Il decreto emanato ieri dal governo prospetta la fine della fase di commissariamento di Ilva e ne apre una nuova, ma non meno complicata. Entro il 30 giugno 2016 si dovrà definire il nuovo assetto proprietario della società, mentre la realizzazione delle prescrizioni AIA viene prolungata alla fine dell’anno – fatta salva la possibilità per l’acquirente di sottoporre al governo un nuovo piano ambientale. Sullo sfondo, continuano ad agitarsi le nubi della congiuntura economica: il settore siderurgico è in affanno in tutta Europa, e in particolare in Italia. La nuova leadership di Ilva dovrà fronteggiare questa situazione. Per avere un’idea più chiara dei rischi e delle sfide che attendono l’industria dell’acciaio, abbiamo sentito Riccardo Colombo. Economista, consulente aziendale e collaboratore della rete Sbilanciamoci, Colombo ha curato insieme a Vincenzo Comito la pubblicazione di “L’Ilva di Taranto e cosa farne” (Roma, 2013).
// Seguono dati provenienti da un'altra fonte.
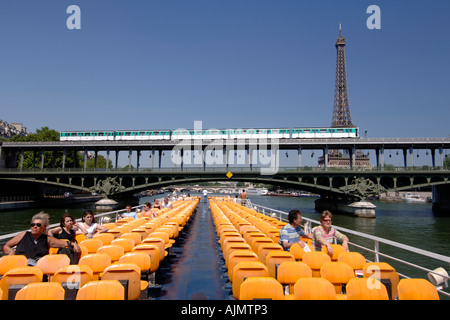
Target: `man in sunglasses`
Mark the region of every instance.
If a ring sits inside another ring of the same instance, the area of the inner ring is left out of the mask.
[[[35,266],[37,261],[48,254],[49,247],[65,248],[70,246],[66,240],[59,240],[47,236],[49,221],[48,214],[40,212],[31,219],[30,231],[24,231],[9,240],[4,246],[6,254],[24,255],[28,258],[28,265]],[[14,249],[15,248],[15,249]]]

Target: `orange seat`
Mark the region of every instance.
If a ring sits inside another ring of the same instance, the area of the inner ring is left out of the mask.
[[[294,256],[288,251],[274,250],[266,256],[266,266],[269,276],[277,278],[278,267],[282,262],[295,262]]]
[[[158,259],[158,257],[156,257]],[[148,279],[148,274],[151,269],[151,257],[147,253],[141,252],[129,252],[119,259],[120,263],[134,263],[139,269],[141,269],[141,278],[142,275],[146,275],[145,278]]]
[[[399,300],[439,300],[436,287],[425,279],[402,279],[398,284]]]
[[[101,277],[103,270],[111,264],[111,257],[106,253],[90,253],[80,259],[78,265],[87,265],[92,269],[93,280]]]
[[[24,255],[8,255],[0,258],[0,277],[17,267],[28,266],[28,259]]]
[[[389,300],[384,284],[374,278],[353,278],[347,284],[347,300]]]
[[[126,281],[126,287],[128,288],[125,292],[126,300],[138,300],[141,295],[141,288],[146,287],[145,281],[141,284],[141,270],[134,263],[110,265],[103,272],[102,281],[105,280]]]
[[[97,253],[106,253],[111,258],[111,263],[119,261],[120,257],[125,254],[125,250],[119,245],[101,246],[97,249]]]
[[[93,272],[87,265],[68,265],[62,267],[52,277],[52,282],[60,283],[66,291],[65,299],[75,299],[76,293],[72,295],[70,291],[77,292],[82,286],[92,281]]]
[[[113,246],[121,246],[123,248],[124,253],[131,252],[133,250],[135,243],[132,239],[127,238],[117,238],[111,242]]]
[[[36,263],[36,267],[49,276],[49,281],[56,271],[68,265],[70,265],[70,259],[65,254],[48,254],[40,258]]]
[[[289,293],[293,294],[294,285],[300,278],[311,278],[311,268],[300,261],[285,261],[280,264],[277,272],[277,280],[282,285],[289,287]]]
[[[13,299],[9,297],[9,288],[13,285],[25,286],[32,282],[42,282],[43,273],[38,267],[18,267],[6,272],[0,279],[0,290],[3,291],[3,300]]]
[[[252,250],[236,250],[228,258],[228,279],[233,281],[234,267],[242,261],[258,261],[258,256]],[[238,296],[239,297],[239,296]]]
[[[117,280],[86,283],[77,293],[77,300],[124,300],[125,289]]]
[[[244,240],[244,239],[242,239]],[[231,242],[226,246],[225,251],[223,252],[223,259],[225,260],[225,267],[228,267],[228,260],[231,254],[237,250],[252,250],[250,245],[247,242]]]
[[[131,239],[131,240],[134,241],[134,244],[135,244],[135,245],[140,244],[141,241],[142,241],[141,235],[140,235],[139,233],[136,233],[136,232],[127,232],[127,233],[124,233],[124,234],[122,234],[122,235],[120,236],[120,238],[122,238],[122,239]]]
[[[104,246],[108,246],[114,240],[114,235],[108,232],[96,233],[92,236],[92,239],[99,239],[103,242]]]
[[[294,300],[336,300],[333,284],[325,278],[300,278],[294,285]]]
[[[239,300],[284,300],[283,286],[272,277],[249,277],[242,284]]]
[[[296,261],[302,261],[303,255],[305,254],[305,251],[298,243],[294,243],[290,248],[289,252],[292,253]]]
[[[389,281],[391,283],[390,288],[386,287],[389,298],[392,300],[397,299],[399,276],[397,271],[395,271],[390,264],[386,262],[368,262],[363,267],[363,275],[364,278],[372,277],[380,280],[381,282]]]
[[[345,262],[352,267],[356,276],[363,276],[363,268],[366,264],[366,258],[359,252],[341,252],[338,257],[339,262]]]
[[[88,253],[96,253],[97,249],[103,246],[103,241],[100,239],[86,239],[80,242],[80,246],[84,246],[88,249]]]
[[[283,248],[277,243],[262,243],[258,246],[258,259],[262,263],[266,263],[267,255],[272,251],[283,251]]]
[[[58,282],[35,282],[20,289],[15,300],[64,300],[64,293]]]
[[[241,261],[233,268],[232,292],[233,297],[240,297],[241,284],[249,277],[268,277],[269,270],[260,261]]]
[[[150,257],[150,273],[156,272],[159,268],[159,250],[158,246],[154,244],[140,244],[133,248],[133,253],[145,253]]]
[[[145,238],[144,241],[142,241],[142,244],[153,244],[158,247],[160,263],[164,260],[164,258],[168,254],[168,252],[166,251],[166,244],[164,242],[164,239],[162,238],[152,237],[152,235],[150,235],[149,237]]]
[[[347,252],[343,246],[340,244],[331,244],[331,247],[333,248],[333,255],[330,256],[331,261],[337,261],[338,257],[341,253]],[[328,254],[328,247],[322,246],[322,252]],[[329,254],[328,254],[329,255]]]
[[[321,251],[310,251],[303,255],[302,261],[311,268],[313,277],[320,277],[320,268],[325,262],[331,262],[331,258]]]
[[[334,285],[336,294],[343,294],[342,286],[355,277],[353,269],[345,262],[324,263],[320,268],[320,275]]]

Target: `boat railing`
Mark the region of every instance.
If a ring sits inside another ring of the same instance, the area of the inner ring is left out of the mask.
[[[268,207],[261,206],[258,204],[253,204],[253,209],[264,215],[271,216],[271,217],[277,218],[281,221],[287,222],[287,217],[288,217],[287,212],[268,208]],[[311,229],[314,225],[320,225],[320,221],[310,219],[305,216],[302,216],[302,220],[306,221],[304,227],[305,227],[305,232],[307,232],[307,233],[311,232]],[[387,251],[387,248],[395,248],[396,250],[406,251],[406,252],[408,252],[408,254],[414,253],[421,257],[434,259],[434,260],[439,261],[439,263],[443,263],[447,267],[444,269],[448,269],[448,267],[450,266],[450,257],[444,256],[444,255],[441,255],[438,253],[430,252],[427,250],[423,250],[420,248],[412,247],[412,246],[402,244],[399,242],[395,242],[392,240],[373,236],[370,234],[361,233],[361,232],[354,231],[351,229],[339,227],[339,226],[333,225],[333,228],[341,231],[344,234],[351,235],[351,236],[349,236],[350,239],[358,238],[358,239],[363,239],[364,241],[362,241],[362,242],[368,242],[369,244],[372,243],[373,247],[369,248],[367,245],[358,244],[358,243],[355,243],[354,241],[348,242],[349,246],[353,246],[354,248],[359,249],[358,251],[365,252],[366,254],[363,254],[363,255],[366,257],[366,260],[369,262],[380,262],[380,259],[384,258],[384,259],[395,261],[396,263],[404,266],[405,267],[404,269],[414,270],[415,274],[422,274],[422,272],[426,272],[428,278],[430,278],[430,275],[435,275],[436,277],[441,277],[443,279],[443,281],[437,285],[435,284],[436,288],[438,289],[439,293],[441,293],[447,297],[450,297],[450,293],[447,291],[444,291],[444,289],[448,289],[447,283],[448,283],[448,280],[450,279],[450,277],[448,275],[446,275],[446,274],[443,275],[442,273],[436,271],[436,268],[435,269],[426,268],[426,267],[420,266],[416,263],[408,262],[405,259],[402,259],[399,257],[394,257],[393,255],[388,254],[386,251]],[[382,245],[383,247],[384,246],[387,246],[387,247],[386,247],[386,249],[384,249],[382,251],[380,245]],[[401,255],[401,253],[397,253],[396,255],[398,255],[398,254]],[[369,256],[369,255],[373,255],[373,257],[374,257],[373,261],[371,261],[370,259],[367,259],[367,256]],[[437,266],[437,267],[442,267],[442,266]],[[411,269],[411,268],[413,268],[413,269]],[[397,268],[396,268],[396,271],[398,272]],[[401,272],[398,272],[398,274],[400,277],[403,277],[403,278],[411,278],[411,276],[405,275]],[[414,276],[414,277],[416,277],[416,276]]]

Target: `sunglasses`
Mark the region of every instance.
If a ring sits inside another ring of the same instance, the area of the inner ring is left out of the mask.
[[[42,227],[42,223],[31,223],[30,224],[30,226],[32,226],[32,227],[34,227],[34,226],[36,226],[36,227]]]

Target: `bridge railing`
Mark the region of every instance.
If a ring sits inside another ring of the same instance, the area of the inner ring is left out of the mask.
[[[287,222],[287,217],[288,217],[287,212],[264,207],[264,206],[261,206],[261,205],[255,204],[255,203],[253,203],[253,209],[262,214],[276,217],[277,219],[279,219],[281,221]],[[302,216],[302,219],[304,221],[306,221],[305,231],[307,233],[309,233],[311,231],[313,225],[320,225],[320,221],[307,218],[304,215]],[[402,266],[402,268],[401,268],[402,271],[405,270],[408,273],[412,273],[413,274],[412,277],[423,277],[423,272],[426,272],[427,274],[431,273],[431,274],[436,274],[436,275],[442,276],[441,274],[436,273],[434,270],[432,270],[430,268],[426,268],[426,267],[418,265],[417,261],[420,261],[420,263],[427,261],[429,263],[443,264],[446,267],[446,268],[444,268],[446,270],[450,266],[450,257],[444,256],[444,255],[441,255],[438,253],[415,248],[415,247],[405,245],[405,244],[402,244],[399,242],[380,238],[380,237],[369,235],[366,233],[361,233],[361,232],[350,230],[347,228],[342,228],[342,227],[338,227],[338,226],[334,226],[334,225],[333,225],[333,228],[348,235],[349,239],[352,239],[352,240],[358,239],[360,243],[356,243],[354,241],[349,241],[349,246],[353,246],[354,248],[356,248],[355,249],[356,251],[361,251],[361,253],[363,253],[363,255],[366,257],[366,259],[367,259],[368,255],[373,255],[374,262],[380,262],[380,259],[387,259],[389,261],[393,261],[392,264],[396,265],[395,269],[397,272],[400,269],[399,267],[397,267],[397,265],[399,265],[399,266]],[[370,245],[371,245],[371,247],[369,247]],[[382,246],[380,246],[380,245],[382,245]],[[383,250],[381,250],[382,247],[384,247]],[[394,253],[396,255],[396,257],[394,257],[391,254],[391,252]],[[405,258],[403,258],[403,256],[405,256],[407,259],[412,259],[415,262],[406,261]],[[368,261],[370,261],[370,260],[368,260]],[[441,265],[438,265],[437,267],[439,267],[439,266],[441,266]],[[398,272],[398,273],[399,273],[399,276],[401,276],[403,278],[411,277],[411,276],[407,276],[401,272]],[[445,278],[446,282],[450,279],[449,277],[445,277],[445,276],[443,278]],[[447,297],[450,297],[450,293],[448,292],[449,290],[446,286],[441,286],[441,287],[438,287],[437,289],[441,294],[443,294]]]
[[[138,173],[178,173],[178,172],[260,172],[261,169],[268,169],[264,167],[163,167],[163,168],[0,168],[0,173],[104,173],[104,172],[138,172]],[[323,167],[278,167],[276,173],[286,172],[449,172],[450,168],[442,167],[387,167],[387,168],[323,168]]]

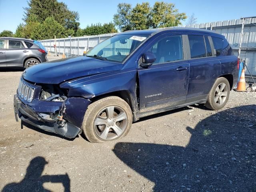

L’intervista è stata realizzata prima del nuovo decreto; non si troveranno pertanto riferimenti ad esso. Le affermazioni del prof. Colombo sono tuttavia utili a elaborare un giudizio sulla nuova fase.
La siderurgia europea sta affrontando una fase di grande difficoltà. I livelli dei prezzi sono crollati, principalmente per effetto della concorrenza extra-comunitaria, e in diversi paesi torna lo spettro delle dismissioni. In che situazione si trova il mercato siderurgico in Europa e quali scenari si prospettano?
Chiariamo un punto: il consumo di acciaio pro-capite dell’Europa è superiore ai 300 Kg per abitante; quello dell’India è ancora di 60 Kg/ per abitante. Non ci può essere una crescita significativa della domanda interna, al di là dei cicli congiunturali con le loro bolle speculative. Il futuro della siderurgia europea risiede solo nelle esportazioni verso paesi terzi e nella sua vicinanza, fisica e culturale, ai settori utilizzatori: costruzioni, meccanica e automobile.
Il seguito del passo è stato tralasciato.